Initial reception praised the Report in outlets such as Financial Times, The Times (London), The Guardian, and The Economist and by institutions including Institute of Directors and Royal Institute of Chartered Surveyors. Critics from academics at University of Oxford, University of Cambridge, London Business School, Manchester Business School, Harvard Business School, Wharton School, INSEAD, IESE Business School, and commentators from The Independent argued that the voluntary nature limited enforcement compared to statutory regimes like those in United States Congress-driven reforms after scandals such as Enron and WorldCom. Corporate lawyers from firms like Freshfields, Linklaters, Allen & Overy, Slaughter and May, and Norton Rose Fulbright debated duties of directors framed against precedents in cases like Caparo Industries plc v Dickman and statutes such as the Companies Act 1985 and later Companies Act 2006. Trade unions such as Unite the Union and Trade Union Congress called for worker representation on boards as practiced in Germany and discussed by the European Trade Union Confederation.

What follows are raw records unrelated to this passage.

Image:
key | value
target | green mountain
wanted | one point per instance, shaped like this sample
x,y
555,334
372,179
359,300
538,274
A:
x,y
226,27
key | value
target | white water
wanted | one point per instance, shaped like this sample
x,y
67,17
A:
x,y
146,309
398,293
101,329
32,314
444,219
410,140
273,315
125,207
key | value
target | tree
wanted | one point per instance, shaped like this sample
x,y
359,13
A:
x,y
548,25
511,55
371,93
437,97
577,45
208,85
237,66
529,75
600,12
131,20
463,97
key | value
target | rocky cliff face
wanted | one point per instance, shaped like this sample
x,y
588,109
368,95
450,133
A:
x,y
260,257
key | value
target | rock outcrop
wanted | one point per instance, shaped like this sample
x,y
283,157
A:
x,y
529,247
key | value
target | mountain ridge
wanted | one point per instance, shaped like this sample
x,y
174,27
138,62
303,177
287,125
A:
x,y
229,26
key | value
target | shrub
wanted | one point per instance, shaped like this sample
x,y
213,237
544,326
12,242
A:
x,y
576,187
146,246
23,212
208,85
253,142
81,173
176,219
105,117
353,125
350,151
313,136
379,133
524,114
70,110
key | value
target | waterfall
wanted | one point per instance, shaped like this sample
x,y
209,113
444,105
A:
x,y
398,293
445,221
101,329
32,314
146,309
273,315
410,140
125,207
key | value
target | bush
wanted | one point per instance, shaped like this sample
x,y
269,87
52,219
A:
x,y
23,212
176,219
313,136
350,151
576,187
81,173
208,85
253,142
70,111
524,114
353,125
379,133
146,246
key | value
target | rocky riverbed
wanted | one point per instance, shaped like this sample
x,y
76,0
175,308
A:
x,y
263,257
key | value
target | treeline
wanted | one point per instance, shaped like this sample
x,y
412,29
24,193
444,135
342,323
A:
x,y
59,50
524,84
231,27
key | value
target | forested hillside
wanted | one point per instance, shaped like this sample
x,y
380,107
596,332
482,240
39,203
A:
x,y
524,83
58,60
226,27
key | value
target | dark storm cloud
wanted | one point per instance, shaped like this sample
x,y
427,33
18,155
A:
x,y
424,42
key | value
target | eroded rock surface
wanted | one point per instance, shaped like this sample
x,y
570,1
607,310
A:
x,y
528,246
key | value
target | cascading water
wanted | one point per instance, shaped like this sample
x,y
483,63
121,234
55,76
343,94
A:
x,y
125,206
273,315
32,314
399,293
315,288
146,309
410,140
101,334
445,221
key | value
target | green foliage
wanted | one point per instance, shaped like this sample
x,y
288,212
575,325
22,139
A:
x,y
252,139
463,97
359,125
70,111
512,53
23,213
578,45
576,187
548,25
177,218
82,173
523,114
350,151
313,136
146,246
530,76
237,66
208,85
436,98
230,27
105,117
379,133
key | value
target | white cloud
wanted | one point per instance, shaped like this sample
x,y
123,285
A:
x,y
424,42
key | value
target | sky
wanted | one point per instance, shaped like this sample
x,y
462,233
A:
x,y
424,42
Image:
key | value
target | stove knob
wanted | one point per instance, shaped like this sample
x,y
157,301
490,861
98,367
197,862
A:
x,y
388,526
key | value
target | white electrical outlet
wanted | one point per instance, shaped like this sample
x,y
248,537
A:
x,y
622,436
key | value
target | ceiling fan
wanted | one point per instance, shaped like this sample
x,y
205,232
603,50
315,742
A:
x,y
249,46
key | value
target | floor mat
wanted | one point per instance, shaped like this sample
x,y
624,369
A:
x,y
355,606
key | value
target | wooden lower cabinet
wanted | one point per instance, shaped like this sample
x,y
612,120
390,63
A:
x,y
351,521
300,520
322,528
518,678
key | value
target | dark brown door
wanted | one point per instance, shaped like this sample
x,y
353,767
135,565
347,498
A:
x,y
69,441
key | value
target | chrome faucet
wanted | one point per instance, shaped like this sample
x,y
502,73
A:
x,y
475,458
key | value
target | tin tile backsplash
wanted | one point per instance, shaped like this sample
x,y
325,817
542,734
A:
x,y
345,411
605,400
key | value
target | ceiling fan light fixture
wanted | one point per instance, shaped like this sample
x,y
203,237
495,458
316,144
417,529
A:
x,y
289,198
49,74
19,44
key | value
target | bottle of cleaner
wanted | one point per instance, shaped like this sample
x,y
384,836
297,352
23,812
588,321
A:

The Cadbury Report set the foundation for later UK governance codes, influencing the Greenbury Report, the Hampel Report, the Turnbull Report, and consolidation into the Combined Code and subsequent updates within the UK Corporate Governance Code under the Financial Reporting Council. High-profile crises and regulatory responses including the Enron scandal, Lehman Brothers collapse, Global Financial Crisis (2007–2008), and reforms such as the Sarbanes–Oxley Act and EU directives on corporate governance led to revisions in disclosure, audit rotation, and board composition that trace lineage to Cadbury principles. The Report's emphasis on audit committees and non-executive independence continues to affect practice at multinationals like Siemens, Volkswagen, Toyota Motor Corporation, Samsung, Alibaba Group, Apple Inc., Microsoft, Alphabet Inc., Amazon (company), Facebook (now Meta Platforms), and financial institutions regulated by Basel Committee on Banking Supervision and overseen by national authorities including Securities and Exchange Commission and Financial Conduct Authority.